Discrete Variable(s): Demography: (1), (2), (3), (4), (5), (6), (7)
Continuous Variable: Age

  • Cross-Tabulation Tables/ Crosstabs/ Contingency Tables
    • Method for summarizing two categorical variables
    • In practice, continuous variables may be at times summarized as categorical variables.
    • Example: Age could be divided into categories as young, adult and senior citizen, etc. Income could be divided into categories as poor, middle class, upper middle class, wealthy, etc.
  • Correlation Coefficient
    • A quantification of the linear relationship between two variables
    • Ranges from -1 to +1
    • Used for variables on an interval or ratio scale

\(
r_{xy}\) = \( \frac{\sum_{i=1}^{i=n}\left({x_i\,-\,\bar{x}}\right)\left({y_i\,-\,\bar{y}}\right)}{\left(n\,-\,1\right)s_{x}s_{y}}
\) = \(
\frac{\sum{\left( {x_i\,-\,\bar{x}} \right)}\left( {y_i\,-\,\bar{y}} \right)}{\sqrt{\sum\left({x_i\,-\,\bar{x}}\right)^2\sum\left({y_i\,-\,\bar{y}}\right)^2}}
\)

NOTE: Correlation coefficient does not capture nonlinear relationships. Many nonlinear relationships might exist which are not captured (\(r\) = 0) by correlation coefficient.

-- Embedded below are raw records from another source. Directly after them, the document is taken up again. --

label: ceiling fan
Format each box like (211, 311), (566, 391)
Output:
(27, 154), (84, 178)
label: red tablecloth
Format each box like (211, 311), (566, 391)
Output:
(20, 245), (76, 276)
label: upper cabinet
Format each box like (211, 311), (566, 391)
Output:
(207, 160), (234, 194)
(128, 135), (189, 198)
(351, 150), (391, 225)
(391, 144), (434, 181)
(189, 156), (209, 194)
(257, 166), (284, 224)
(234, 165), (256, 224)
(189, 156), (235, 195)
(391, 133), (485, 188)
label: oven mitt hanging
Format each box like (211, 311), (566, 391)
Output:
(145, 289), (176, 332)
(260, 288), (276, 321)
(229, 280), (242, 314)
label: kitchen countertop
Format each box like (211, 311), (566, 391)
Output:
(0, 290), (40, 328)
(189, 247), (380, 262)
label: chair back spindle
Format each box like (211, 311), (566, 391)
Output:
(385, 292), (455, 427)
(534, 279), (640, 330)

Hypothesis Testing revisited

There are two equivalent approaches to hypothesis testing:


Critical Value approach: Critical values for a test of hypothesis depend upon a test statistic, which is specific to the type of test, and the significance level, \(\alpha\), which defines the sensitivity of the test. A value of \(\alpha\) = 0.05 implies that the null hypothesis is rejected 5 % of the time when it is in fact true. The choice of \(\alpha\) is somewhat arbitrary, although in practice values of 0.1, 0.05, and 0.01 are common. Critical values are essentially cut-off values that define regions where the test statistic is unlikely to lie; for example, a region where the critical value is exceeded with probability \(\alpha\) if the null hypothesis is true. The null hypothesis is rejected if the test statistic lies within this region which is often referred to as the rejection region(s).

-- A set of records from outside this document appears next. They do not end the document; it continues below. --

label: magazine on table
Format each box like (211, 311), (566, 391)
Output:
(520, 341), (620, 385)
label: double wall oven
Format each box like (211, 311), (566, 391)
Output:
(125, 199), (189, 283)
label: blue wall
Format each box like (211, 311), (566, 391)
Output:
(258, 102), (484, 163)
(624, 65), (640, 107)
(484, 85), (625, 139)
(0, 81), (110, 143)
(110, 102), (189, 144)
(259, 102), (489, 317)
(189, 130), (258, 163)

  • Steps for critical value approach:
    1. Specify the null and alternative hypothesis.
    2. Using the sample data and assuming the null hypothesis is true, calculate the value of the test statistic.
    3. Using the distribution of the test statistic, look up the critical value such that the probability of making a Type I error is equal to alpha (which you specify).
    4. Compare the test statistic to the critical value. If the test statistic is more extreme in the direction of the alternative than the critical value, reject the null hypothesis. Otherwise, do not reject the null hypothesis.

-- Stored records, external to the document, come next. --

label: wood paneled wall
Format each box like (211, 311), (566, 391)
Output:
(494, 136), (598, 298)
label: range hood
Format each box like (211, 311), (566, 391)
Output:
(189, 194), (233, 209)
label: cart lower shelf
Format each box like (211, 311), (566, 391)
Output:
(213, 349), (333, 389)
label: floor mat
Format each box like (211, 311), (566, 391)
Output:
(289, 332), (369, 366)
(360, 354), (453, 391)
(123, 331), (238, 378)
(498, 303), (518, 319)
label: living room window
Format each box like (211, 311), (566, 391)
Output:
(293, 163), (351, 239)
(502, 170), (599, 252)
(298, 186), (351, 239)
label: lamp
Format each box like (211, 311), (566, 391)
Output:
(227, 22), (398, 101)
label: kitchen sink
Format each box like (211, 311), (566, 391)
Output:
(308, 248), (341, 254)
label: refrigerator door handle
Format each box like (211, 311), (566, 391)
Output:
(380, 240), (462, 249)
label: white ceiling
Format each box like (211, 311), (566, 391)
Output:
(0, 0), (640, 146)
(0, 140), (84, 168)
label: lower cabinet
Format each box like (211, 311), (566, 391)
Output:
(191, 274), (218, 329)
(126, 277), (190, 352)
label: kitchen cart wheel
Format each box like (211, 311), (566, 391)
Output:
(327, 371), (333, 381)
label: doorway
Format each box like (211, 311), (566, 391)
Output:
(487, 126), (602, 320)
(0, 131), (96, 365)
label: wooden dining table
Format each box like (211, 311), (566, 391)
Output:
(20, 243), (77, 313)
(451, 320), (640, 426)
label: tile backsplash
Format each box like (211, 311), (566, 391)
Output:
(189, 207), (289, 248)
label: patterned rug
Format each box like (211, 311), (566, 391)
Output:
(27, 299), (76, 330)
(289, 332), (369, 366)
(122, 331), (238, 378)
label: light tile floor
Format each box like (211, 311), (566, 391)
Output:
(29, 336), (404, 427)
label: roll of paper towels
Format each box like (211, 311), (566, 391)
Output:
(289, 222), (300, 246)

P-value approach: The p-value is the probability of the test statistic being at least as extreme as the one observed given that the null hypothesis is true. A small p-value is an indication that the null hypothesis is false.

NOTE: It is good practice to decide in advance of the test how small a p-value is required to reject the test. This is exactly analogous to choosing a significance level, \(\alpha\), for test. For example, we decide either to reject the null hypothesis if the test statistic exceeds the critical value (for \(\alpha\) = 0.05) or analogously to reject the null hypothesis if the p-value is smaller than 0.05.

P-value approach is most commonly cited in literature but that is as matter of convention.